La Gran Bretagna, che allora aveva la presidenza del Consiglio di sicurezza dell’ONU, rifiutò per tre volte la richiesta russa di istituire una commissione internazionale d’inchiesta sui crimini di Bucha. Il deputato socialista ucraino Ilya Kiva ha rivelato su Telegram che la tragedia di Bucha è stata pianificata dai servizi speciali britannici dell’MI6 e attuata dalla SBU.

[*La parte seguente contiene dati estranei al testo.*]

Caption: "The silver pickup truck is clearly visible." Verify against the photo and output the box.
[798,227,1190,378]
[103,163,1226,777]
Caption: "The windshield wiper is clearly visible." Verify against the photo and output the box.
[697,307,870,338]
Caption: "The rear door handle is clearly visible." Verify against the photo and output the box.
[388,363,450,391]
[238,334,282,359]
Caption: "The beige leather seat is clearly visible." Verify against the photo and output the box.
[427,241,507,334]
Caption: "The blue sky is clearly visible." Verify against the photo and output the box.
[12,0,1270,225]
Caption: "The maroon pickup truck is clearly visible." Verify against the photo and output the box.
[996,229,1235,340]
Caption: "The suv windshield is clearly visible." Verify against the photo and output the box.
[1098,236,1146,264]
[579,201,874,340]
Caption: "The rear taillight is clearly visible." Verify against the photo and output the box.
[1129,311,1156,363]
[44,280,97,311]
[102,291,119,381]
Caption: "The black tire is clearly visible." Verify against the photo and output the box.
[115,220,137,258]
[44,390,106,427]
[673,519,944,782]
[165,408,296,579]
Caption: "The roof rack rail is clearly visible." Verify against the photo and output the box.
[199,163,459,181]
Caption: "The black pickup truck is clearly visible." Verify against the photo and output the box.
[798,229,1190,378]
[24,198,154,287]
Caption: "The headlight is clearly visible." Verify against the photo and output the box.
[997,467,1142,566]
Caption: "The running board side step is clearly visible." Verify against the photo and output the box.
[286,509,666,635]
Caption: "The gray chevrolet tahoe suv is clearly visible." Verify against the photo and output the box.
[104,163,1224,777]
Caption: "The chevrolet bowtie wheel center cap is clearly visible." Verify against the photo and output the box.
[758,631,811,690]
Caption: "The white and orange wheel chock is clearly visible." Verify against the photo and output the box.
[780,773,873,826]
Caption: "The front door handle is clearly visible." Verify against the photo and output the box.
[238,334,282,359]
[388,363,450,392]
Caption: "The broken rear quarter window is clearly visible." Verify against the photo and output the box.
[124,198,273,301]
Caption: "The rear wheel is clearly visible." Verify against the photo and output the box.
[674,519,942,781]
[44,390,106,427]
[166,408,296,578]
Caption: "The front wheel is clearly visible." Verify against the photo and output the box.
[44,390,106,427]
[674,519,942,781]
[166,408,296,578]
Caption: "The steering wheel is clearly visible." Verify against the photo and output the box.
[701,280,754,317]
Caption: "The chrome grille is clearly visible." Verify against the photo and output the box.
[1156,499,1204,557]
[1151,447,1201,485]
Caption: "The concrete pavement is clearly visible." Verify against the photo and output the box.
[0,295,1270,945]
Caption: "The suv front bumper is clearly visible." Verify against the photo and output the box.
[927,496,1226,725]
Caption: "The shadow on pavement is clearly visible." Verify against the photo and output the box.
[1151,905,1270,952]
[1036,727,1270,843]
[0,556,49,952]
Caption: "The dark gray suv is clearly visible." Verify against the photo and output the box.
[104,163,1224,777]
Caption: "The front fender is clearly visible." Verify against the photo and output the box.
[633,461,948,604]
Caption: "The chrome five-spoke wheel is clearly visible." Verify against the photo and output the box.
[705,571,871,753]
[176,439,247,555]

Il problema fondamentale è che gli ucraini hanno sostituito “l’arte operativa” con la brutalità. Dal 2014, per combattere gli autonomisti, il governo ucraino non ha mai cercato di applicare strategie basate su “cuori e menti”, che gli inglesi usarono negli anni ’50 e ’60 nel sud-est asiatico, che erano molto meno brutali ma molto più efficace e di lunga durata. Kiev ha preferito condurre un’operazione antiterrorismo (ATO) nel Donbass e utilizzare le stesse strategie degli americani in Iraq e Afghanistan. Combattere i terroristi autorizza ogni tipo di brutalità. È la mancanza di un approccio olistico al conflitto che ha portato al fallimento dell’Occidente in Afghanistan, Iraq e Mali.

Counter-Insurgency Operation (COIN) richiede un approccio più sofisticato e olistico. Ma la NATO non è in grado di sviluppare strategie come quelle che ho visto in prima persona in Afghanistan. La guerra nel Donbass è stata brutale per 8 anni e ha provocato la morte di 10.000 cittadini ucraini più 4.000 militari ucraini. In confronto, in 30 anni, il conflitto in Irlanda del Nord ha provocato 3.700 morti. Per giustificare questa brutalità, gli ucraini hanno dovuto inventare il mito di un intervento russo nel Donbass.

Il problema è che la filosofia dei nuovi leader Maidan era quella di avere un’Ucraina razzialmente pura . In altre parole, l’unità del popolo ucraino non doveva essere raggiunta attraverso l’integrazione delle comunità, ma attraverso l’esclusione delle comunità di “razze inferiori”. Un’idea che senza dubbio sarebbe piaciuta ai nonni di Ursula von der Leyen e Chrystia Freeland! Questo spiega perché gli ucraini provano poca empatia per le minoranze di lingua russa, magiara e rumena del paese. Questo a sua volta spiega perché l’Ungheria e la Romania non vogliono che i loro territori siano usati per la fornitura di armi all’Ucraina.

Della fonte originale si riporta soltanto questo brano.